Son mari, le colonel Adrien K, déjà prêt pour le travail affirme qu'il a rencontré sa femme dans un cabaret et cela n'a jamais été un problème entre eux. « Aujourd'hui, elle est non seulement une épouse merveilleuse pour moi, mais une excellente mère pour nos enfants ».
Le chant après l'école
Lynda Raymonde n'est pas seulement une épouse et une mère après le cabaret. C'est également une publiciste qui travaille dans une grande entreprise à Yaoundé. Formée à l'Ecole Supérieure des Sciences et Techniques de l'Information et de la Communication, ESSTIC, elle a mis son savoir-faire au service decette grande firme camerounaise. La jeune femme a une vie bien remplie.

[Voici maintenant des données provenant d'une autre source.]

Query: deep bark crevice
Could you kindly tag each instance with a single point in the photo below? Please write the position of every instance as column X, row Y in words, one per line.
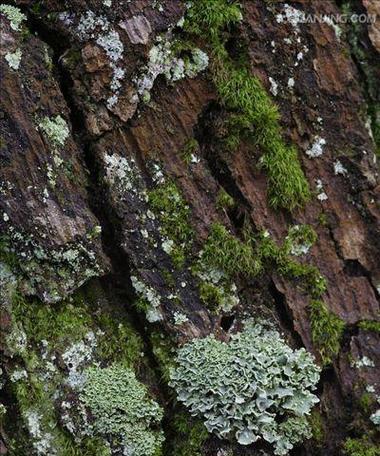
column 118, row 281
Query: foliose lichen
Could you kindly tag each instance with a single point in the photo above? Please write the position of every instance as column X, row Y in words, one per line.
column 55, row 129
column 14, row 15
column 254, row 387
column 14, row 59
column 121, row 409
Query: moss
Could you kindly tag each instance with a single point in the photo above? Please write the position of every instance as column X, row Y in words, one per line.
column 226, row 252
column 7, row 255
column 191, row 435
column 360, row 447
column 257, row 253
column 252, row 112
column 211, row 295
column 77, row 332
column 366, row 402
column 60, row 324
column 326, row 329
column 122, row 343
column 317, row 428
column 370, row 325
column 224, row 200
column 173, row 213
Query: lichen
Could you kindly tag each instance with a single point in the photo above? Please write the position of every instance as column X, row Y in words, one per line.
column 150, row 300
column 162, row 59
column 55, row 129
column 169, row 206
column 14, row 15
column 316, row 149
column 122, row 410
column 269, row 402
column 14, row 59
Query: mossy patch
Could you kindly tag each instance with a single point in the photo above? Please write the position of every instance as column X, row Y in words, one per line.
column 61, row 340
column 326, row 329
column 360, row 447
column 370, row 325
column 252, row 113
column 167, row 202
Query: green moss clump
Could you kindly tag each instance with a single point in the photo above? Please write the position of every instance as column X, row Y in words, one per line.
column 122, row 409
column 360, row 447
column 252, row 111
column 173, row 213
column 226, row 252
column 366, row 402
column 370, row 325
column 317, row 428
column 224, row 200
column 255, row 254
column 326, row 329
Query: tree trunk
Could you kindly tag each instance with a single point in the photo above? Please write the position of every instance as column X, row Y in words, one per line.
column 130, row 133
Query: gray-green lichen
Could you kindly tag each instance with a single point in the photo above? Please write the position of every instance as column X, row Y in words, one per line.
column 254, row 387
column 14, row 15
column 55, row 129
column 163, row 60
column 14, row 59
column 52, row 273
column 121, row 410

Elle n'est d'ailleurs pas la seule qui a su combiner études et vie nocturne. Journaliste sortie de l'ESSTIC, Régine Etale partage son temps entre sa passion et le métier de ses rêves. C'est en jouant au chat et la souris qu'elle commence à fréquenter les cabarets. « J'inventais tout genre d'histoires pour y aller », confie-t-elle. La passion l'emporte et Régine gagne l'autorisation de ses parents pour chanter dans les cabarets. Sortie de l'ESSTIC en 2014, Régine est aujourd'hui journaliste culturelle. Elle combine aisément sa passion des cabarets avec son métier.
La plupart des chanteuses de cabaret au Cameroun, réussissent très bien à concilier vie familiale, professionnelle et musique. Le cabaret est simplement la passion de leur vie.